You know it is necessary to look and feel better.
But… something keeps stopping you from getting started.
The thought of spending money on a gym plays a role. You’re not sure you will like it or show up as much as you plan to.
Why risk wasting the money?
Get some equipment for home? Same risk of money waste, but at least the commute is much easier.
You are busy, so having an exercise area in the basement makes plenty of sense. However, you remember that exercising alone has not worked for you in the past. It has been too easy to find excuses not to do it. When you do feel motivated enough to get down there, you usually cut the workout short.
You think of a half dozen other solutions. Next thing you know, you’ve gotten distracted from the thought of a new exercise routine. It will be another week or two before the thought resurfaces.
Starting to brainstorm a new exercise routine is great.
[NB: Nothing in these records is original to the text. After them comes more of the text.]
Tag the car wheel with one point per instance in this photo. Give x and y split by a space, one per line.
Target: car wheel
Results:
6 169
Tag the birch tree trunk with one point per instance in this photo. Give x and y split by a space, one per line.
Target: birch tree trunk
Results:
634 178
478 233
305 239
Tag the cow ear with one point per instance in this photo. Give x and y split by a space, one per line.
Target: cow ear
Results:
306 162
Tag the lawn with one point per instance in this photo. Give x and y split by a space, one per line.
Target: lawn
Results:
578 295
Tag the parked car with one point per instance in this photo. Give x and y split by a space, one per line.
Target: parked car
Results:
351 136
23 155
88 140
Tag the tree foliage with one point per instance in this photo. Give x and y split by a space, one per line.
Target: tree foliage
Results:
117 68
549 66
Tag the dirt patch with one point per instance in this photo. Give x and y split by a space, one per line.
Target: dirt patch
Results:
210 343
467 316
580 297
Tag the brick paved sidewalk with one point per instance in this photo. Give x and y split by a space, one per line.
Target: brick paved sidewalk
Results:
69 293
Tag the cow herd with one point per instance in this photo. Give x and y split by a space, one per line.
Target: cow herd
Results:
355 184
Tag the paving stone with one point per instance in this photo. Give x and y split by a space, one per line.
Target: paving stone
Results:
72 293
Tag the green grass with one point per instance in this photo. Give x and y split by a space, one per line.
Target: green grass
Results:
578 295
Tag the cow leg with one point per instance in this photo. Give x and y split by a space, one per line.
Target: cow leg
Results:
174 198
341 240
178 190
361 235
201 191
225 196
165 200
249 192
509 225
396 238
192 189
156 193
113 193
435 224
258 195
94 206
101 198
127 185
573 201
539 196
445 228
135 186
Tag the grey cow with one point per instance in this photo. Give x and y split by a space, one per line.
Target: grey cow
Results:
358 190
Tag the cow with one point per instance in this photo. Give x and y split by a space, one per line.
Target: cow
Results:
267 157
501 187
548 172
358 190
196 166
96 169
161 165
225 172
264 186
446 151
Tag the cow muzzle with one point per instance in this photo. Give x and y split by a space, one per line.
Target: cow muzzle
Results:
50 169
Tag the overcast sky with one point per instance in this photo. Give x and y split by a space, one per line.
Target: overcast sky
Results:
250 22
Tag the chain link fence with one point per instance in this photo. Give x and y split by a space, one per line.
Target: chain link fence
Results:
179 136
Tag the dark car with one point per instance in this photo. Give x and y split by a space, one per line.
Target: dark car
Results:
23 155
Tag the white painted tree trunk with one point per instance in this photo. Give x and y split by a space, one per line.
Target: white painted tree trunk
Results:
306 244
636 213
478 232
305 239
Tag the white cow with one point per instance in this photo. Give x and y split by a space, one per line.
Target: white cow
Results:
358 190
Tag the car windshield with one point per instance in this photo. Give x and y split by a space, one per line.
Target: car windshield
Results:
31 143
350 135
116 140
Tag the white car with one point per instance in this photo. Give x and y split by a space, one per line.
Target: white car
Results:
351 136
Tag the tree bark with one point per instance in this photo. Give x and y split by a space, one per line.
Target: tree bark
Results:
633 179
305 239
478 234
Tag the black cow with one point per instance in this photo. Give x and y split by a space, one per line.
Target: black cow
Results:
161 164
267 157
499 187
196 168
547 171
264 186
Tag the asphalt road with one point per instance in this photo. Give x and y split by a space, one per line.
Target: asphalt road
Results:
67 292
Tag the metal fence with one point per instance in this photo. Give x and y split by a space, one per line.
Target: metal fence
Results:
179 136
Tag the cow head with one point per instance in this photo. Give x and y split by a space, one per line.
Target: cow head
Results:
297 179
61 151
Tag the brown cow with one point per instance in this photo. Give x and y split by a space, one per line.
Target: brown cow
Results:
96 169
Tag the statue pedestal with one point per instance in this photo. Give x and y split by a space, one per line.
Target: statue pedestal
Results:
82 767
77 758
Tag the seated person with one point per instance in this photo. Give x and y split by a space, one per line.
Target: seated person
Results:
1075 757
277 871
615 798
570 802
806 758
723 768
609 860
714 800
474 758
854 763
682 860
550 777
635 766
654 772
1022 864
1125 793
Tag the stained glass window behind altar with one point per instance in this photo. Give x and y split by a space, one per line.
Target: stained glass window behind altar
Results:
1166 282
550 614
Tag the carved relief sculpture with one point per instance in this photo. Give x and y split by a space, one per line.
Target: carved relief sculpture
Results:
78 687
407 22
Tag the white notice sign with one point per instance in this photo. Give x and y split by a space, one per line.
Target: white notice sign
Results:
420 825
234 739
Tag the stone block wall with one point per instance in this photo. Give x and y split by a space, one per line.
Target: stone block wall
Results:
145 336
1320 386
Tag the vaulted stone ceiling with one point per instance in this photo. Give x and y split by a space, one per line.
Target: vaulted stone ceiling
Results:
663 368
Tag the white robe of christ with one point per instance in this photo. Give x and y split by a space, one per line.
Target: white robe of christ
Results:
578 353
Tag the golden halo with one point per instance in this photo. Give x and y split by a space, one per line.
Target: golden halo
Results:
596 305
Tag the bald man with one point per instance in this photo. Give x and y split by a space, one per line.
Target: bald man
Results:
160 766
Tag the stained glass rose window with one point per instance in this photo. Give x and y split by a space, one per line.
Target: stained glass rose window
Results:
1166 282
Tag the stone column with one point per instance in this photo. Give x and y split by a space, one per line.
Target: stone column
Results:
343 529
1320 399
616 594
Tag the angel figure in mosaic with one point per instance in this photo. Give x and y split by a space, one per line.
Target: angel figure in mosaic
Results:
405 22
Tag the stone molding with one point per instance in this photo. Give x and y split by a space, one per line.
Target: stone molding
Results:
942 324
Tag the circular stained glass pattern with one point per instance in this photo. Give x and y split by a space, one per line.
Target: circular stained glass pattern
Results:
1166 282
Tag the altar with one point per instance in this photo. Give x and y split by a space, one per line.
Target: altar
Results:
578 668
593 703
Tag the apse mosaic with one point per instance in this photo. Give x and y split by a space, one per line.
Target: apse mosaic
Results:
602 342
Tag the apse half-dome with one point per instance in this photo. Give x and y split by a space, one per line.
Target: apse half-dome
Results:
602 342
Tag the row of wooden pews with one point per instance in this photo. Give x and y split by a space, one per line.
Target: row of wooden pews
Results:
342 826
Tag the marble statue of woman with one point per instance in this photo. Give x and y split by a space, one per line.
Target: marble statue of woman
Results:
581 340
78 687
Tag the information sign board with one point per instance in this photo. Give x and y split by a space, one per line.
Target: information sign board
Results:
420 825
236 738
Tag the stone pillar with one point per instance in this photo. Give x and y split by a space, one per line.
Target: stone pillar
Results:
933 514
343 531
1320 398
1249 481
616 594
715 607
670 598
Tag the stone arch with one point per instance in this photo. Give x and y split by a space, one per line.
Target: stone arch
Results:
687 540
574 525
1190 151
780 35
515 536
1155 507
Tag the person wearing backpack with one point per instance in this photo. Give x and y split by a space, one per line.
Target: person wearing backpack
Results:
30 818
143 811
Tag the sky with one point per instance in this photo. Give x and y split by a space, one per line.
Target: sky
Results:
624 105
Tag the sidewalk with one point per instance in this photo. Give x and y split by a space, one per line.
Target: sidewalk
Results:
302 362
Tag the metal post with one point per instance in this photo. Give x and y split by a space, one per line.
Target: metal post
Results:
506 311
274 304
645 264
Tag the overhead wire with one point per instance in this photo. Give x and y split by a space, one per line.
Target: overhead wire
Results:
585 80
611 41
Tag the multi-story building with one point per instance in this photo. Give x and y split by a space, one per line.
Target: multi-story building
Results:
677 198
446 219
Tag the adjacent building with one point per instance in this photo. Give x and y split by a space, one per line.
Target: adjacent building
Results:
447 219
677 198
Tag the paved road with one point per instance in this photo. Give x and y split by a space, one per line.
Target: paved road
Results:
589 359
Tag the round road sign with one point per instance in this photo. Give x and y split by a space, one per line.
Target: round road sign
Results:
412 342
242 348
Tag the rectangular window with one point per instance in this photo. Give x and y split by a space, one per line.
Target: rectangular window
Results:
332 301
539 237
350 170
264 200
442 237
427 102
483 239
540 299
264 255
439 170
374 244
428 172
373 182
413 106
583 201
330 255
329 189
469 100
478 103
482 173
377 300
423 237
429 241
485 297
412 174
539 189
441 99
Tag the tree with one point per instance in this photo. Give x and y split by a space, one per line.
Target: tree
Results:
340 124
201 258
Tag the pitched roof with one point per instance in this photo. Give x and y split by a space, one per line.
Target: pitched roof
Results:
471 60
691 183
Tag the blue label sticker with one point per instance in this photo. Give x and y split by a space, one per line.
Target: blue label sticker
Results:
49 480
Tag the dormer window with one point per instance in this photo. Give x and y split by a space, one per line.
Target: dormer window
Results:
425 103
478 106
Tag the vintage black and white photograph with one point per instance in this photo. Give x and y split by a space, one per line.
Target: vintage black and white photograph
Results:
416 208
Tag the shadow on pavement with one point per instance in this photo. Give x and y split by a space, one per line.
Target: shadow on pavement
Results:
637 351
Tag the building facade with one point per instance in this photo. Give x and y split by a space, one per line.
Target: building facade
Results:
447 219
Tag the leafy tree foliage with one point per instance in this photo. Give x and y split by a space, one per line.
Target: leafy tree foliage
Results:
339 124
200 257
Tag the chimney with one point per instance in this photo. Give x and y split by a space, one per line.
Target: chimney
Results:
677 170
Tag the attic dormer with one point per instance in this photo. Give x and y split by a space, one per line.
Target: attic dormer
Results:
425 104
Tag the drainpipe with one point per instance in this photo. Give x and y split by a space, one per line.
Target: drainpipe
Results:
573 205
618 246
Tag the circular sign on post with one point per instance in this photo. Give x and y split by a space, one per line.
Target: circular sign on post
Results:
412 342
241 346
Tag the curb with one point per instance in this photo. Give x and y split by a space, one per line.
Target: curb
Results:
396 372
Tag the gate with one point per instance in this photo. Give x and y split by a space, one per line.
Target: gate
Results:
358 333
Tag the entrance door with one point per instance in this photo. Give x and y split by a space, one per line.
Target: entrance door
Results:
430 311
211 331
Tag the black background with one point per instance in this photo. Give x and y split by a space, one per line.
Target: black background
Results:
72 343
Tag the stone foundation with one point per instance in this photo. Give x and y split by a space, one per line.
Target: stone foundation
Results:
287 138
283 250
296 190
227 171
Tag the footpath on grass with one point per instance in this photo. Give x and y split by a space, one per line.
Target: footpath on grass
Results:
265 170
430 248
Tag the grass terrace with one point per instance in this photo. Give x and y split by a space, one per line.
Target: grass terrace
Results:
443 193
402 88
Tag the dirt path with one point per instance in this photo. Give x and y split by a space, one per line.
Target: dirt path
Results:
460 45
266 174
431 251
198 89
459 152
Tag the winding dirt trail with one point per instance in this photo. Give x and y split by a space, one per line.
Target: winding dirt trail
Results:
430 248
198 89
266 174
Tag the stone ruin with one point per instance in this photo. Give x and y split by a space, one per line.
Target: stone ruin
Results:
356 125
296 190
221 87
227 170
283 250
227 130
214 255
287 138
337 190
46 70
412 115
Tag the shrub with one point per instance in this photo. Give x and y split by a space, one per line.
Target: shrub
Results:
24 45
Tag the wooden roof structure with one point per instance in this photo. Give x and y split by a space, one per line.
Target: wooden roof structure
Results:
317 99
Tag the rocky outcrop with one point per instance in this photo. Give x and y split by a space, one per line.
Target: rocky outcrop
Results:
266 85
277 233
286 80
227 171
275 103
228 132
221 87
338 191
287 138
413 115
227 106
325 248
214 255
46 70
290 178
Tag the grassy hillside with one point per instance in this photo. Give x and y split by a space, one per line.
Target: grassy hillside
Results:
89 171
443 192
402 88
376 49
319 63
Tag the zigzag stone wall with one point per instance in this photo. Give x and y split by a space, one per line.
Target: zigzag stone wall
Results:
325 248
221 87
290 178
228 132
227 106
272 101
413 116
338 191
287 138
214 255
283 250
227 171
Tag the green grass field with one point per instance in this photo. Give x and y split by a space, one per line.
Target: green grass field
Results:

However, it is frequently left on the brainstorming page without much further thought, and far from action-taking.
What if you just started a fitness routine?
What if you didn’t even put much thought into it? What if you accepted that your routine didn’t have to be perfect, but over a long enough timeframe it will most-likely improve in effectiveness and efficiency?
We have often been taught to plan ahead.
We were told to put together a rough draft, edit, second rough draft, edit more, final copy. This approach makes perfect sense in a middle school English class, but it more closely branches off into “paralysis by analysis” in the fitness start-up world.
To make matters worse, you have thousands of pages to scroll through on Google searches and social media pages all giving different advice on what you should be doing, while pretending that an opposing approach to “their way” is a near death sentence.
What if I told you that the only thing that mattered in starting your fitness journey tomorrow, is that it actually started tomorrow?
No thinking, no self-doubt, no looking into potential future failures. The only thing that matters tomorrow is that you show up for the exercise.
The exercise can be a 10 minute walk.
It can be 30 minutes of strength training.
It can be running around with your kids.
THE ONLY RULE IS THAT YOU DO IT TOMORROW!
After tomorrow, you then decide on whether you will do it the next day or in two days.
Then, that is the only thing that matters.
Of course optimization exists when it comes to a fitness routine. However, optimization is the financial equivalent to pennies when just getting started is where the dollars are at!
Get started tomorrow. Call the gym, go outside for a walk, anything to start the momentum!